The Internet of Things (IoT) industry might want to find ways to combat botnets such as Mirai, because if they don’t — the government might try to do it for them.
Senator Mark Warner (D-VA) fired a cluster of questions at the FCC today, suggesting a few ways the agency could get involved in preventing IoT botnets or at least mitigating the damage.
Warner sent similar missives to the Federal Trade Commission (FTC) and the Department of Homeland Security’s National Cybersecurity & Communications Integration Center (NCCIC). The FCC letter is the one that happens to be publicly available, here.
DDoS attacks have been happening for decades, but recent high-profile events, such as last week’s attack on domain name service (DNS) provider Dyn, have called to attention the magnified scope of DDoS that’s possible thanks to IoT.

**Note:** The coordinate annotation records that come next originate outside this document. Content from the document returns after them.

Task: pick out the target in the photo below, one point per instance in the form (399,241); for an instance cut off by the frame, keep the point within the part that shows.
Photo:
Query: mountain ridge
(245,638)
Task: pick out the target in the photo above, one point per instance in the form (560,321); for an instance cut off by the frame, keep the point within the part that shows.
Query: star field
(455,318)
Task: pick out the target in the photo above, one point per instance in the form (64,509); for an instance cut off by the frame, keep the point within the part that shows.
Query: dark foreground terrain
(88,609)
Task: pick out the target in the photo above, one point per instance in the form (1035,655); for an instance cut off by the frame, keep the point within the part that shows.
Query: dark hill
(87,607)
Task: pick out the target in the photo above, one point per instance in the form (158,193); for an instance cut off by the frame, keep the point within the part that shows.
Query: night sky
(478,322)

Mirai, in particular, was used for a DDoS attack of record-breaking size against the KrebsOnSecurity site. Mirai was also a contributor to the Dyn attack, the size of which has not been disclosed.
Mirai consists of hundreds of thousands of compromised IoT devices. Cameras using firmware from Chinese supplier Hangzhou Xiongmai Technology make up some portion of Mirai, as they’ve got factory-installed passwords that grant access through non-web-based protocols.
Xiongmai has issued a recall for some of its products, particularly webcams, and has issued a software patch for products made before April 2015, Reuters reported yesterday. But the company denied that products using its software made up the majority of Mirai’s army.
What Can the FCC Do?
Some of Senator Warner’s questions to the FCC suggest that service providers could play a role in botnet mitigation. For example, one question is: “Would it be a reasonable network management practice for ISPs to designate insecure network devices as ‘insecure’ and thereby deny them connections to their networks, including by refraining from assigning devices IP addresses?”
Most of his questions, though, have more to do with altering manufacturers’ and consumers’ behavior — creating minimum technical security standards for manufacturers, for instance, or finding ways to cajole users into applying software upgrades.
The flaw in that line of thinking is that neither the buyer nor the seller of IoT devices is affected by a botnet such as Mirai, as security consultant Bruce Schneier pointed out in a blog entry last month:
Think of all the CCTV cameras and DVRs used in the attack against Brian Krebs. The owners of those devices don’t care. Their devices were cheap to buy, they still work, and they don’t even know Brian. The sellers of those devices don’t care: they’re now selling newer and better models, and the original buyers only cared about price and features.